Hold U.S.-Cuban diplomatic negotiations there. Cuba leader Raul Castro called it "neutral ground'' in an interview in November 2008 with actor Sean Penn. Castro clearly had in mind direct talks with President Barack Obama that would end in a U.S. withdrawal from the base that controls access to the Guantánamo River. "At the end of the meeting ... we could send him home with the American flag that waves over Guantánamo Bay.''
Use it as a scientific outpost. Bowdoin College biology professor Nathaniel Wheelwright suggests that the U.S. set up an international biological research center that lets U.S and Cuban scientists working side by side "to tackle critical environmental issues.'' Wheelwright, who taught field biology in Cuba last summer, says scientists there are intellectually isolated. He also notes that Santiago and Holguen provinces are rich in wilderness areas and rare species such as ivory-billed woodpeckers. Peter J. Hotez, from the Department of Microbiology at George Washington University Medical Center and the Sabine Vaccine Institute in Washington, D.C., wants the United States to establish a biomedical research institute dedicated to combating tropical diseases of the Western Hemisphere. He published a paper on the idea, and calls it "vaccine diplomacy,'' meant to improve the U.S. image in the region.
Set up a training base. Ideas range from setting up a U.S. Marines rapid reaction team there to train for amphibious landings or making it a joint training site between the Marines and U.S. allies in Latin America. There are fewer than 200 Marines here now, patrolling the 17.4 miles of fenceline that separates the 45-square-mile base from Cuba proper as part of their preparation for a full-blown overseas deployment. Expansion could add 3,500 Marines.
Install an exhibition in the cellblocks. The People for the Ethical Treatment of Animals wrote the Obama administration recently proposing to install an animal rights exhibit inside an abandoned cellblock. The walk-through exhibition called the Animal Liberation Project includes photos and films that link human and animal rights abuses through history. One stop juxtaposes a sealer clubbing a baby seal with a photo of a police officer clubbing a civil rights protester. The idea, they said, is to promote nonviolence.

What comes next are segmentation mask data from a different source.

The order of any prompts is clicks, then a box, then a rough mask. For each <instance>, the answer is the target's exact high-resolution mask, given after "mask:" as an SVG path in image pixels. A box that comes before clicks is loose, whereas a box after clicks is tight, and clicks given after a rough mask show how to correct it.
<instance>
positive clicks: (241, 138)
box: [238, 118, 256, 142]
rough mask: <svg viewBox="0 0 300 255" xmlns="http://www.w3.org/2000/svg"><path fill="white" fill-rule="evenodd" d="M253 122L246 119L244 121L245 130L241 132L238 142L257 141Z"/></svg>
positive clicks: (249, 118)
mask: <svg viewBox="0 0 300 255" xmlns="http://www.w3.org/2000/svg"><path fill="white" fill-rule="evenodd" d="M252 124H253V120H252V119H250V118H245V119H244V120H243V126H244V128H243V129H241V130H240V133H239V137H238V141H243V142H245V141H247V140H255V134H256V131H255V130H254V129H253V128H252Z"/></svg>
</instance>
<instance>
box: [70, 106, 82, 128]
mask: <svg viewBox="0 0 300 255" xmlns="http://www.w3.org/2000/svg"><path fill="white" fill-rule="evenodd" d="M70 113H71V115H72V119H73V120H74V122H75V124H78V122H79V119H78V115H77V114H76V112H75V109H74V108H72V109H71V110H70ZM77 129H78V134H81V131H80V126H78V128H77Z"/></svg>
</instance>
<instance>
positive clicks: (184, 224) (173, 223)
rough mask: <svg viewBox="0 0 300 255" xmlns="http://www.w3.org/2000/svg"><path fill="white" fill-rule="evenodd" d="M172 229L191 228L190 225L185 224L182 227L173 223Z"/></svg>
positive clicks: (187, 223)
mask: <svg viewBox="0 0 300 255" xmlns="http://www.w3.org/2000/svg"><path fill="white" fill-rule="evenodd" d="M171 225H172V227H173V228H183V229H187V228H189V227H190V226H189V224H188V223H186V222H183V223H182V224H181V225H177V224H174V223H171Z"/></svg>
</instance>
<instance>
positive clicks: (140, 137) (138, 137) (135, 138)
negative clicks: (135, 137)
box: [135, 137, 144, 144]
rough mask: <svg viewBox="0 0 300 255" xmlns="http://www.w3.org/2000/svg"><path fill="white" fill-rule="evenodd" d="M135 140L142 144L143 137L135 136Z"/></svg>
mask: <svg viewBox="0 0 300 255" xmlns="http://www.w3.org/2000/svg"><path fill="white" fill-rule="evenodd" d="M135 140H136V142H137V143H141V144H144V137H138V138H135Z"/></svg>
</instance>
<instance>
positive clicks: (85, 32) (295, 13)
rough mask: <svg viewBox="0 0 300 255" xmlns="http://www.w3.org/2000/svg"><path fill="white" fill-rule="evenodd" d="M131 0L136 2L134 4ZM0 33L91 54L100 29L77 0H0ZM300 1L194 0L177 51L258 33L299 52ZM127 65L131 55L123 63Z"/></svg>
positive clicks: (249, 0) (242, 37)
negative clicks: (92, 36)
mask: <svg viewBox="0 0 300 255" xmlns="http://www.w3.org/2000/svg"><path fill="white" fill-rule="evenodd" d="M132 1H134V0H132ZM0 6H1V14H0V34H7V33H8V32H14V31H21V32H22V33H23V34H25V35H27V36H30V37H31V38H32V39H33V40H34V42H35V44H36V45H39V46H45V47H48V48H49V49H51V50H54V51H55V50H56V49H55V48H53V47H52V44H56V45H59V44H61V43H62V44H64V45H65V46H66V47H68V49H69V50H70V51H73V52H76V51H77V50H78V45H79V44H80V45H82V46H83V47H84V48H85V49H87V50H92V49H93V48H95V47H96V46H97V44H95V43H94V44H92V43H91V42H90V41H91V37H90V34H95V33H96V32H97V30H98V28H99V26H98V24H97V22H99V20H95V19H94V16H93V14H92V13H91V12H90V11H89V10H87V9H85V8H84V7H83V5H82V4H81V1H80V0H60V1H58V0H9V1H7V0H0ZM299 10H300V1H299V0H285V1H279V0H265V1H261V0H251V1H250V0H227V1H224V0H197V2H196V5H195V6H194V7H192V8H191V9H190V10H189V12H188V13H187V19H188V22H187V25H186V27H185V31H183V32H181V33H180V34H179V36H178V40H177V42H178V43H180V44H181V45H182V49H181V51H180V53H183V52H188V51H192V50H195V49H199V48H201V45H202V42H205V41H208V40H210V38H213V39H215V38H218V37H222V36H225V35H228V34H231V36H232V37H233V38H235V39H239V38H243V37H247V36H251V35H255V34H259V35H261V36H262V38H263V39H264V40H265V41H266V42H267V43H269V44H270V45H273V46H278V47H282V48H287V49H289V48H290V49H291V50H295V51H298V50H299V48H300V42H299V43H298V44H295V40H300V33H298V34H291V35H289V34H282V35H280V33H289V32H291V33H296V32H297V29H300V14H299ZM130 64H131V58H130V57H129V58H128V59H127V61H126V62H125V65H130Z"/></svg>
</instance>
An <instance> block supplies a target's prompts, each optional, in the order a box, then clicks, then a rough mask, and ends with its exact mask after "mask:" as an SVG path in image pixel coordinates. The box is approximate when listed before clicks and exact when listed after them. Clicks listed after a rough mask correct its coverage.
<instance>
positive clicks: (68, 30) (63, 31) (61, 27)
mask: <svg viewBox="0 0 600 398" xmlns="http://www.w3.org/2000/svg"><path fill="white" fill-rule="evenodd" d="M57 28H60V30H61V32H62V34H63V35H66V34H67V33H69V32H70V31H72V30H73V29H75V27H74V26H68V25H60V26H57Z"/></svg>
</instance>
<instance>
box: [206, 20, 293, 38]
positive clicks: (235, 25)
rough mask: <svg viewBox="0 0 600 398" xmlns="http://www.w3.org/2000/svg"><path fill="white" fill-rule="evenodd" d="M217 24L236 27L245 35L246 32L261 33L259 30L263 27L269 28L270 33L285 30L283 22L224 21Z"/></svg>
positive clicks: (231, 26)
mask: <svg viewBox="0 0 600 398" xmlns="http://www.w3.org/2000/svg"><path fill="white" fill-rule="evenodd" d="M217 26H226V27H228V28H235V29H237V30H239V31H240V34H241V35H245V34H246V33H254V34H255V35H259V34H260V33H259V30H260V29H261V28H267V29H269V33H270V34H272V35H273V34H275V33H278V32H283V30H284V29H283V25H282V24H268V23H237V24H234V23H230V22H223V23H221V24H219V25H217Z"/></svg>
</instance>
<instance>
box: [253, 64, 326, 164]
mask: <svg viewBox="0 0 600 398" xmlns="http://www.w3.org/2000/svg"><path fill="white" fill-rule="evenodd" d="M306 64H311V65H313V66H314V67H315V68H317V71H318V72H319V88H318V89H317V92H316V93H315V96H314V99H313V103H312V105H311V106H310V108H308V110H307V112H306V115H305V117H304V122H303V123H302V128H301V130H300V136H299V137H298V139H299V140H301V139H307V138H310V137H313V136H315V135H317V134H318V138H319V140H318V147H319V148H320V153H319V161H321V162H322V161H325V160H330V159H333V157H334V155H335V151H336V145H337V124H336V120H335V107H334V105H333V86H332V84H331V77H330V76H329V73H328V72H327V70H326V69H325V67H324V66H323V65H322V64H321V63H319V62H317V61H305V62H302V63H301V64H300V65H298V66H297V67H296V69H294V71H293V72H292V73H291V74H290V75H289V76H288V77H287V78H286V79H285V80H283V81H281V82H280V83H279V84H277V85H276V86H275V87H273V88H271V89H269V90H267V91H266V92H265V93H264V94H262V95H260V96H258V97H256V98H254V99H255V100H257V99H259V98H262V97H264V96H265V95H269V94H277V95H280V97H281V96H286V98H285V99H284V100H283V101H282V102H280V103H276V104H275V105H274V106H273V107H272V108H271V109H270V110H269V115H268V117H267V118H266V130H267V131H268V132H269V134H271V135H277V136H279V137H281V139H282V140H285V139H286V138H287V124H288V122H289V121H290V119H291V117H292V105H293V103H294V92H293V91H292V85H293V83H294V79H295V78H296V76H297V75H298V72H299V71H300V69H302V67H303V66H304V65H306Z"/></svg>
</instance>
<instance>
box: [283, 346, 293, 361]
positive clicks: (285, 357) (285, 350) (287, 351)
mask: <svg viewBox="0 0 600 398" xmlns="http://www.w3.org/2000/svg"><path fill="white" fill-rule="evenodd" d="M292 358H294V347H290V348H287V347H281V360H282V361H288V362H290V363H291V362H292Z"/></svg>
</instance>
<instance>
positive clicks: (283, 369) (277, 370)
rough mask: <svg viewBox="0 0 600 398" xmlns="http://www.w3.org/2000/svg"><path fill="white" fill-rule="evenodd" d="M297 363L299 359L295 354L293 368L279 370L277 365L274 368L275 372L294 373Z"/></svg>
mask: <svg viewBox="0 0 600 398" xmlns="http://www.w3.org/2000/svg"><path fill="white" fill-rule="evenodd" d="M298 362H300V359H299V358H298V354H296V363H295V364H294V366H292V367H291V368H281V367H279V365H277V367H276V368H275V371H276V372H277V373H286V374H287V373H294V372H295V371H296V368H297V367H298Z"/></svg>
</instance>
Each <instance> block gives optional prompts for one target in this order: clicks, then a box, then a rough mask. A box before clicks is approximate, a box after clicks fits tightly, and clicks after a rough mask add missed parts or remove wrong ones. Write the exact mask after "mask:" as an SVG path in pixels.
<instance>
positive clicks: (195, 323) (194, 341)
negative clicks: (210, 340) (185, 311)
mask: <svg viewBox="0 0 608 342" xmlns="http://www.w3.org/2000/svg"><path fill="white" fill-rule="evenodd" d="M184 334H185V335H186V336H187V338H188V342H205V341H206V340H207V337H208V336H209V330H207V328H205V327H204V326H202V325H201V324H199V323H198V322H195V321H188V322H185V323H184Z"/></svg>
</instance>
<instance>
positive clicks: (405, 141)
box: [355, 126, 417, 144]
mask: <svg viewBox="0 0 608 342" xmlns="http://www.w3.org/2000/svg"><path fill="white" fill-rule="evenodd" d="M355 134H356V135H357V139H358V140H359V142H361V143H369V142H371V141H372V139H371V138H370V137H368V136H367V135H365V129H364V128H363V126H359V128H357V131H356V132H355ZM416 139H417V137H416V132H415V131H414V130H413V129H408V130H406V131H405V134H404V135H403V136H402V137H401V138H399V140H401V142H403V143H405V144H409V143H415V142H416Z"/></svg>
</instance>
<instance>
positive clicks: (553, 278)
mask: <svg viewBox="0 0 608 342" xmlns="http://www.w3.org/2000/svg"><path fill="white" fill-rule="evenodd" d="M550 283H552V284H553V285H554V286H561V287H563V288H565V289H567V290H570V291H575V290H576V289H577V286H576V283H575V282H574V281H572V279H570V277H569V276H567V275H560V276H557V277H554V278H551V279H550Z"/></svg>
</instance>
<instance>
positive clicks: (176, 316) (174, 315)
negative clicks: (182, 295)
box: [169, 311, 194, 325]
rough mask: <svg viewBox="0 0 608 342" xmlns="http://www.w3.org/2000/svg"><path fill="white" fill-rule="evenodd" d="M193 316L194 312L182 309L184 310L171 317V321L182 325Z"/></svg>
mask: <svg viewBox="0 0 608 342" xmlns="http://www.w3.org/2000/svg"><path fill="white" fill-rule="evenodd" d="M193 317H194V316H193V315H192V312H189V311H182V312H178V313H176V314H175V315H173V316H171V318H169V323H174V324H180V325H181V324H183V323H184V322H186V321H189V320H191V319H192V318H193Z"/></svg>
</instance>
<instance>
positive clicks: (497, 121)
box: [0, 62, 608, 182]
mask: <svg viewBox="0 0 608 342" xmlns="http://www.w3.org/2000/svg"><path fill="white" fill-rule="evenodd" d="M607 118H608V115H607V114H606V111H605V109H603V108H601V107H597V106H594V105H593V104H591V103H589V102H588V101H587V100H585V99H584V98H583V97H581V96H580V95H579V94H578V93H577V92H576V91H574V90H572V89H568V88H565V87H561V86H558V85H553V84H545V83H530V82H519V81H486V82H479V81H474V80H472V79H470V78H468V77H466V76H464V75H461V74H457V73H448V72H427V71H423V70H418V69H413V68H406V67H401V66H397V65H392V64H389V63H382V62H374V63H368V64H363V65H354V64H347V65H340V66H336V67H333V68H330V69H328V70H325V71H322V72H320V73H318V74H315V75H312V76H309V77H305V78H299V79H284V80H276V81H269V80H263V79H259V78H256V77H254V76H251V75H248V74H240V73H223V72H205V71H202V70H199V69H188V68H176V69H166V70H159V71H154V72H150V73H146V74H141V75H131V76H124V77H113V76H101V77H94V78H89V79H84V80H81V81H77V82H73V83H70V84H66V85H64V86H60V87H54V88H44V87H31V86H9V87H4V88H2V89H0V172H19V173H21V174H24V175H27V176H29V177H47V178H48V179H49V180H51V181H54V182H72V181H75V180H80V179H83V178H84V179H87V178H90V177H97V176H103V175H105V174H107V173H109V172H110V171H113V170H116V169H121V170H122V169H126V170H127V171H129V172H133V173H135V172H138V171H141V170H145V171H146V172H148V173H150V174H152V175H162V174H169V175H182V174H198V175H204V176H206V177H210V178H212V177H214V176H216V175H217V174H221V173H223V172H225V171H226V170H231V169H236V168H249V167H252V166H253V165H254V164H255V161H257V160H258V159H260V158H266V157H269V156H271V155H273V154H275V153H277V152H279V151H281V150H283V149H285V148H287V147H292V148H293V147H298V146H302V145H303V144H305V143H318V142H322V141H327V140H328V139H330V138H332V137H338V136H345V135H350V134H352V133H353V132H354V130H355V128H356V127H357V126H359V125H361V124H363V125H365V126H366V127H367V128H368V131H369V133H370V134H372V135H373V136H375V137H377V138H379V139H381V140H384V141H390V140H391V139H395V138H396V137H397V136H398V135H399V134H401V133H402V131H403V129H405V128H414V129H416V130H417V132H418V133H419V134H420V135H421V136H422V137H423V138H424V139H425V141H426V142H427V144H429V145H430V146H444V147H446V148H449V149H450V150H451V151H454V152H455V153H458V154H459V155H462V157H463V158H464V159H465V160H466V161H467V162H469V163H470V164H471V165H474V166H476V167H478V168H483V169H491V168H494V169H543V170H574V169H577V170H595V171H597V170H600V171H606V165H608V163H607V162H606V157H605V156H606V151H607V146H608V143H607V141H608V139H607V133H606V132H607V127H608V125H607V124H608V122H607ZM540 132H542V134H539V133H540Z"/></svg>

Base the Navy's Fourth Fleet there. The prison camps now operate out of the Intelligence Operations Facility, or IOF. The state-of-the-art building known as the Red Roof Inn was built in 2004 for $13.5 million but is too far from the heart of Guantánamo to be useful as the Navy base headquarters. The Pentagon established the command and control staff of a so-called Fourth Fleet in Jacksonville in April 2008, but assigned it no full-time warships. It borrows vessels for specific missions in the waters of Latin America and the Caribbean.
Julia E. Sweig, a senior fellow at the Council on Foreign Relations, argued that the U.S. Navy should give it back in a guest commentary in The Washington Post that noted the U.S. Navy has withdrawn from Subic Bay in the Philippines and Vieques in Puerto Rico. "Whatever Guantánamo's minor strategic value to the United States for processing refugees or as a counter-narcotics outpost, the costs of staying permanently -- with the stain of the prisons, the base's imperial legacy and the animosity of the host government -- outweigh the benefits,'' she wrote.